The White House probably didn’t enjoy Equal Pay Day—the bogus feminist holiday cynically used to rally women voters—half as much as usual this year. Think of Equal Pay Day 2014 as a bad hair day for the phony 77 cents sex-based wage gap.

An administration official, Betsey Stevenson, a member of the White House Council of Economic Advisers, no less, got caught red-handed peddling the 77 cents wage gap (to portray women as suffering workplace discrimination that can only be alleviated by more government), even though she knew that the figure is simply wrong.

A newspaper story said that the White House was forced to publicly “walk back” the oft-repeated number. Knowing the Obama administration’s vaunted flexibility with numbers, I fully expect the White House to walk it forward again as soon as the coast is clear. Still, Stevenson was called on the phony statistic publicly in a press briefing, and this is progress. The White House could also not have been pleased with liberal Washington Post columnist Ruth Marcus’ Thursday column, wherein Marcus said that, in the “unlikely event” that she was elected to Congress, she’d vote for the “Paycheck Fairness Act” but chastised the Democrats for their “revolting equal-pay demagoguery.” Even if Marcus had been in Congress, however, her vote would not have saved the “Paycheck Fairness Act” yesterday, which was voted down in another uncomfortable day for the White House.

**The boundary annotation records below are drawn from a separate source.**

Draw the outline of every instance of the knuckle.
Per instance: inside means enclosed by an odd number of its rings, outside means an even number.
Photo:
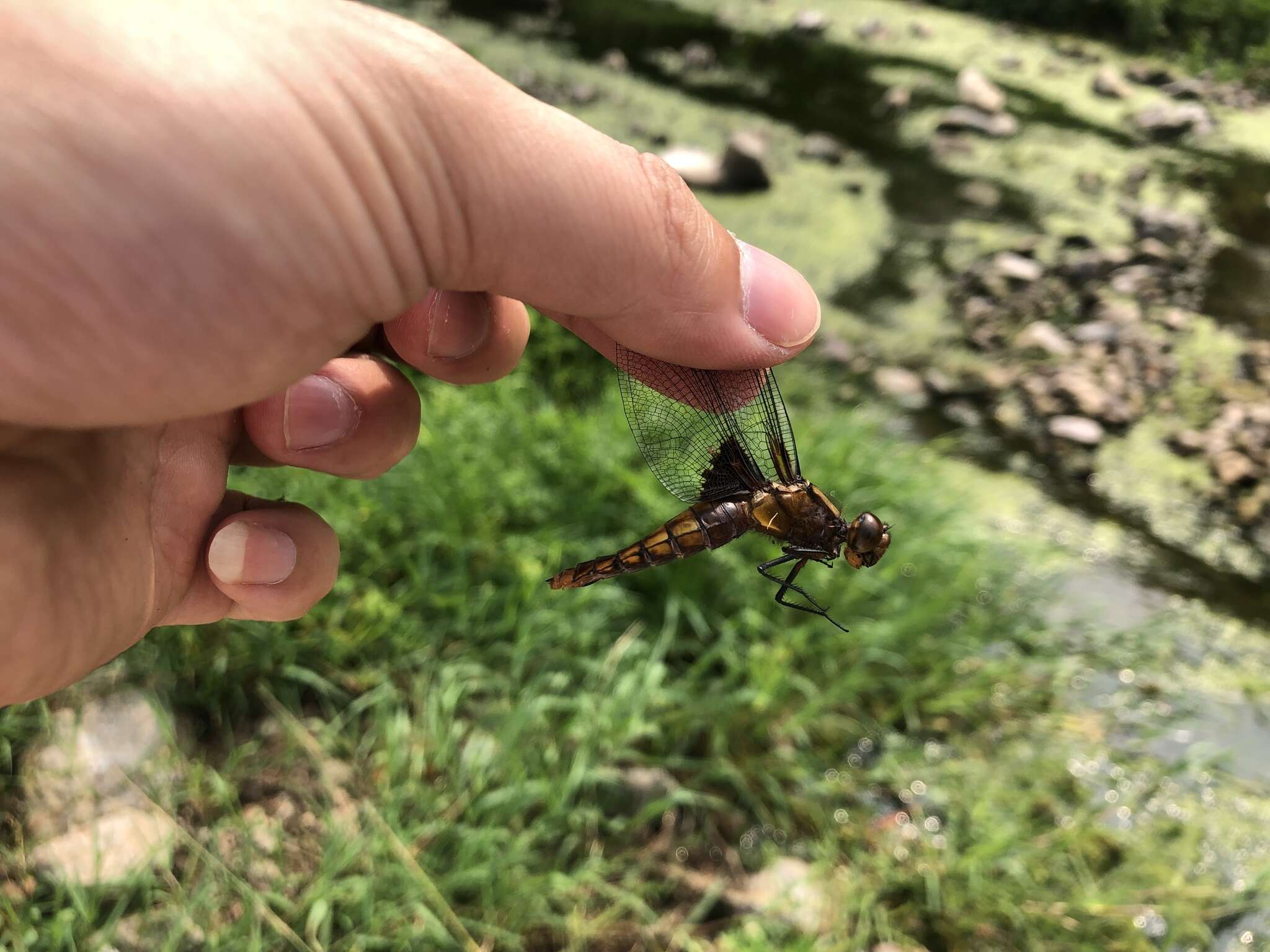
[[[665,265],[673,275],[695,273],[709,235],[709,217],[683,178],[660,157],[641,152],[639,168],[648,185],[652,215],[664,237]]]

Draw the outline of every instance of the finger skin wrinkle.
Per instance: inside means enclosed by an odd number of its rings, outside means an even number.
[[[443,140],[448,127],[471,123],[470,88],[485,85],[488,76],[458,47],[418,24],[370,14],[371,34],[347,43],[347,55],[358,61],[354,75],[366,84],[349,95],[400,220],[392,253],[405,307],[429,287],[475,289],[465,287],[474,284],[478,264],[472,195],[465,188],[471,183],[460,180],[448,157],[464,152]]]

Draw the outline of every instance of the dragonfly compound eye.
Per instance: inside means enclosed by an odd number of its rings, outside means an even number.
[[[851,523],[847,545],[853,552],[867,555],[881,545],[885,533],[886,529],[883,527],[881,519],[872,513],[860,513],[855,522]]]

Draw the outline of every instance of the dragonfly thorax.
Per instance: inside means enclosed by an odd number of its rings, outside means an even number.
[[[814,548],[837,559],[850,527],[842,513],[805,480],[770,482],[751,499],[754,528],[799,548]]]

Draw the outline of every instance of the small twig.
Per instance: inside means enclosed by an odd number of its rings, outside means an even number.
[[[347,802],[348,792],[335,783],[334,778],[330,776],[330,770],[326,767],[326,760],[329,758],[325,755],[325,751],[321,749],[321,744],[318,743],[318,739],[293,713],[291,713],[291,711],[283,707],[282,702],[278,701],[278,698],[276,698],[268,688],[260,685],[259,693],[265,707],[268,707],[273,716],[277,717],[278,721],[291,732],[291,735],[300,743],[300,746],[305,749],[309,757],[311,757],[314,763],[318,765],[323,787],[325,787],[326,796],[330,797],[331,802],[339,803],[342,800]],[[455,910],[450,908],[450,904],[446,901],[446,897],[441,895],[441,890],[437,889],[432,877],[428,876],[422,866],[419,866],[419,861],[417,861],[414,854],[406,849],[405,843],[403,843],[401,838],[396,835],[396,831],[389,826],[387,821],[380,815],[380,811],[375,809],[375,805],[368,800],[357,800],[356,802],[362,815],[378,828],[385,836],[387,836],[387,840],[392,847],[392,852],[406,867],[406,869],[410,871],[415,883],[420,890],[423,890],[424,900],[432,909],[433,915],[436,915],[450,930],[451,938],[462,946],[464,952],[481,952],[481,947],[476,944],[471,933],[467,932],[467,928],[455,914]]]
[[[187,830],[180,824],[180,821],[177,820],[175,816],[173,816],[171,814],[169,814],[166,810],[164,810],[161,806],[159,806],[159,803],[156,803],[154,800],[151,800],[150,795],[146,793],[144,790],[141,790],[141,787],[137,786],[136,781],[133,781],[126,773],[122,774],[122,776],[123,776],[123,779],[127,781],[128,786],[131,786],[132,790],[135,790],[138,795],[141,795],[141,797],[147,803],[150,803],[150,806],[152,806],[155,810],[157,810],[159,812],[161,812],[169,820],[171,820],[171,824],[177,829],[177,833],[180,835],[180,838],[183,840],[185,840],[185,843],[189,845],[190,849],[193,849],[196,853],[198,853],[198,856],[206,863],[208,863],[212,867],[218,868],[230,880],[230,882],[234,883],[234,887],[237,890],[239,895],[244,900],[246,900],[248,902],[251,904],[251,906],[255,909],[255,911],[260,914],[260,918],[264,919],[269,924],[269,928],[272,928],[278,935],[281,935],[282,938],[284,938],[287,942],[290,942],[295,948],[300,949],[301,952],[318,952],[318,949],[315,949],[312,946],[310,946],[307,942],[305,942],[302,938],[300,938],[300,935],[296,934],[295,929],[292,929],[290,925],[287,925],[284,922],[282,922],[282,919],[278,916],[277,913],[274,913],[272,909],[269,909],[268,902],[265,902],[264,899],[260,896],[259,890],[253,889],[250,883],[248,883],[236,872],[234,872],[232,869],[230,869],[230,867],[226,866],[225,861],[222,861],[218,856],[216,856],[215,853],[212,853],[202,843],[199,843],[198,839],[189,830]]]

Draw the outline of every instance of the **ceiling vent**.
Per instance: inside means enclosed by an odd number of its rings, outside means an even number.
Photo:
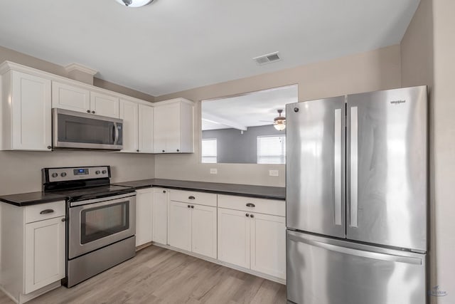
[[[279,57],[278,52],[274,52],[267,55],[262,55],[262,56],[255,57],[253,60],[256,61],[256,63],[258,65],[262,65],[263,64],[279,61],[282,58]]]

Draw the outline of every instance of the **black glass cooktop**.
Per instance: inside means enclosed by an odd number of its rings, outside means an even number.
[[[67,196],[70,201],[77,201],[85,199],[112,196],[113,195],[131,193],[134,191],[134,188],[130,187],[107,184],[87,188],[73,189],[70,190],[53,191],[52,193]]]

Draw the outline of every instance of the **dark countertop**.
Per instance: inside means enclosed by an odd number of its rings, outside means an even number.
[[[0,201],[14,206],[23,206],[38,204],[50,203],[52,201],[65,201],[66,196],[53,193],[28,192],[19,194],[3,195]]]
[[[259,199],[284,200],[286,188],[281,187],[252,186],[247,184],[223,184],[205,182],[179,181],[175,179],[151,179],[114,183],[137,189],[151,187],[194,190],[220,194],[257,197]]]
[[[175,179],[141,179],[112,183],[138,189],[159,187],[179,190],[200,191],[220,194],[257,197],[259,199],[284,200],[286,188],[279,187],[252,186],[247,184],[223,184],[205,182],[179,181]],[[46,192],[29,192],[0,196],[0,201],[18,206],[35,205],[65,200],[67,196]]]

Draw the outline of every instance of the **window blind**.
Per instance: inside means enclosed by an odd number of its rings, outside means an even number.
[[[258,136],[258,164],[286,164],[286,137]]]

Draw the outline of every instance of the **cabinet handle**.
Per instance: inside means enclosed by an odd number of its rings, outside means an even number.
[[[53,209],[46,209],[40,212],[40,214],[47,214],[53,213],[53,211],[54,211]]]

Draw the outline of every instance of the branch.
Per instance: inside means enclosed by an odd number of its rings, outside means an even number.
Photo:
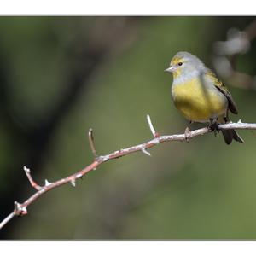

Elsewhere in Equal Pay Day news, the White House was asked why in its own shop women are paid only 88 cents on the dollar to what male White House employees make. White House press secretary Jay Carney defensively claimed that the White House is doing better than other employers.

Carney went on to explain that women’s pay is affected by the number of hours worked a week, the types of jobs they seek and several other factors—in short, what the Independent Women’s Forum (my employer) and others have been saying for years.

As Brit Hume of Fox News put it, Carney “actually did a pretty good job of explaining why this whole idea that women make 77 cents on the dollar compared to men is snake oil because women make different choices about what kind of jobs they seek. They make different choices in reaction to marriage and child birth.” Next time IWF does a panel on the sex-based wage gap, I’m inviting Jay Carney to be a panelist…on our side.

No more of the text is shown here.